If you think food prices are already high right now we may not have seen anything yet.
The prices we are seeing now do not have the full effect of the increases in oil and gas costs fully baked in.
Even more concerning looking to the next crop season, is what is going on in the fertilizer market. Costs have exploded for this agriculture critical item.
However, my concerns extend beyond price. There are questions of whether farmers will even be able to obtain the fertilizer supply they need for the coming growing season.
If that is the case, the abundance we have become accustomed to may be threatened. Could we begin to see food scarcity?
This would have been unthinkable a year ago. It no longer is.
This would not result from natural forces like climate or Covid. This would be largely attributable to political policy decisions. Cancelling pipelines. Limiting oil and gas exploration. Badgering oil and gas executives. Raising royalty rates on federal lands. To use a sports term, it is an unforced error.
At times like this it may be important to keep this quote in my mind.
"There are only nine meals between mankind and anarchy."
-Alfred Henry Lewis, 1906
Human beings get very angry when they are hungry.
We are already starting to see this in various parts of the world.
In the last week there have been riots in Peru, Pakistan and Sri Lanka over inflation and food shortages.
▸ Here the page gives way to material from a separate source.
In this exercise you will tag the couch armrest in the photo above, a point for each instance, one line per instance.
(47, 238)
Source: https://www.cnn.com/2022/04/09/business/food-fuel-prices-political-instability/index.html |
Unrest in Sri Lanka, Pakistan and Peru over the past week highlights the risks. In Sri Lanka, protests have erupted over shortages of gas and other basic goods. Double-digit inflation in Pakistan has eroded support for Prime Minister Imran Khan, forcing him from office. At least six people have died in recent anti-government protests in Peru sparked by rising fuel prices. But political conflict isn’t expected to be limited to these countries.“I don’t think people have felt the full impact of rising prices just yet,” said Hamish Kinnear, a Middle East and North Africa analyst at Verisk Maplecroft, a global risk consultancy.
There have also been riots in Shanghai, China as people revolt against the Covid lockdowns and food shortages.
Source: https://www.dailymail.co.uk/news/article-10702811/Shanghai-residents-revolt-Zero-Covid-lockdown-Videos-shows-mobs-looting-stores-urgent-food.html |
The 26 million people under lockdown in Shanghai have continued to complain about food shortages due to a lack of couriers to carry out deliveries and uncertainty about when lockdown curbs may end.
And desperate residents looted emergency food supply points last night according to videos shared on, and swiftly deleted from, Chinese state-censored site Weibo.
The videos also showed crowds of Shanghai residents storming stores for undelivered food parcels.
If people are willing to riot in China, which monitors almost every move their people make with cameras, drones and facial recognition software knowing they might be immediately transported to a prison with no hope of ever seeing daylight again, you know it is very, very bad.
Of course, each of these events threatens further chain reactions.
It seems to already be happening across China as others see what is going on in Shanghai.
I fear we have not seen anything yet.
Remember the quote above as events unfold.
"There are only nine meal between mankind and anarchy."
We may find out how true that is in 2022.